Nasze Poruszenia: „Krótko i szczęśliwie” Agata Romaniuk

O miłości napisano już wiele, niestety często bardzo podobnie. Znamy schemat tego, jak to ona spotyka jego, znamy wachlarz dostępnych scenografii oraz kilka przewidywalnych zakończeń.  Już po pierwszych słowach (obrazach) jesteśmy w stanie wyobrazić sobie ogólny przebieg historii. „Krótko i szczęśliwie” wybija nas z utartych ścieżek, tym bardziej, że te opowieści napisało samo życie.
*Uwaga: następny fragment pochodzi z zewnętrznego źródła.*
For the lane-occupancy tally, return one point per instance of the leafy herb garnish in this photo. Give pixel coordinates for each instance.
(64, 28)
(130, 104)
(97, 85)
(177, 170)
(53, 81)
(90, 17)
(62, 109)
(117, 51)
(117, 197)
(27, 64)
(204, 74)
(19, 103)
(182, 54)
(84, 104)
Agata Romaniuk podjęła temat późnych miłości. To pierwsze zaskoczenie. Myśląc o biografiach osób starszych, rzadko wpisujemy w nie zakochanie. I nawet jeżeli oswoimy się z takim konceptem, chcemy upchnąć go szybko w bezpieczne rejony. Autorka na szczęście nam na to nie pozwala. Prezentuje 11 reportaży, a w nich niezwykłe losy bohaterów i bohaterek. Nie są to banalne i uproszczone opowiadania. To zniuansowane, wnikliwe oraz pasjonujące teksty. Dawno nie pochłaniałam książki z taką ekscytacją, z ciekawością, czym jeszcze mnie zaskoczy.
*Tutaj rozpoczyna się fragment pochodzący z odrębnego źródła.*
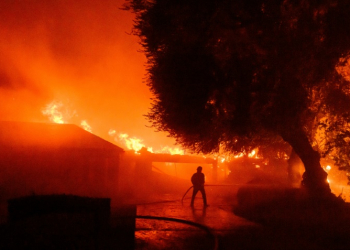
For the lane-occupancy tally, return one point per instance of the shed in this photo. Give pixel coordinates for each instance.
(49, 158)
Bardzo doceniam, jak zróżnicowane są prezentowane historie. Pokazują całe spektrum zdarzeń, postaw, emocji. Przy niektórych fragmentach z niedowierzaniem czytałam o wielkiej odwadze, aby żyć po swojemu wbrew oczekiwaniom czy własnym przyzwyczajeniom. Aż chciałam sobie zadać pytanie: skąd ona się bierze? I już na usta cisnęły się jakieś wydumane uogólnienia. W porę ugryzłam się w język, aby nie zamknąć tych historii w jakimś banalnym zdaniu. Uważam bowiem, że najważniejszą rzeczą, którą wynoszę z tej lektury, jest zauważanie złożoności i różnorodności relacji oraz radość z tego, że na tak wiele sposobów można odnajdywać i przeżywać miłość.

Chociaż to krótka książka, to wypełniona po brzegi ciekawością, czułością, wzruszeniem oraz zadumą. Książka idealna pod kocyk, ale również do tego, aby rozbudzić w sobie kilka ważnych przemyśleń. Jest to bardzo rzadkie połączenie, dlatego tak bardzo ją polecam.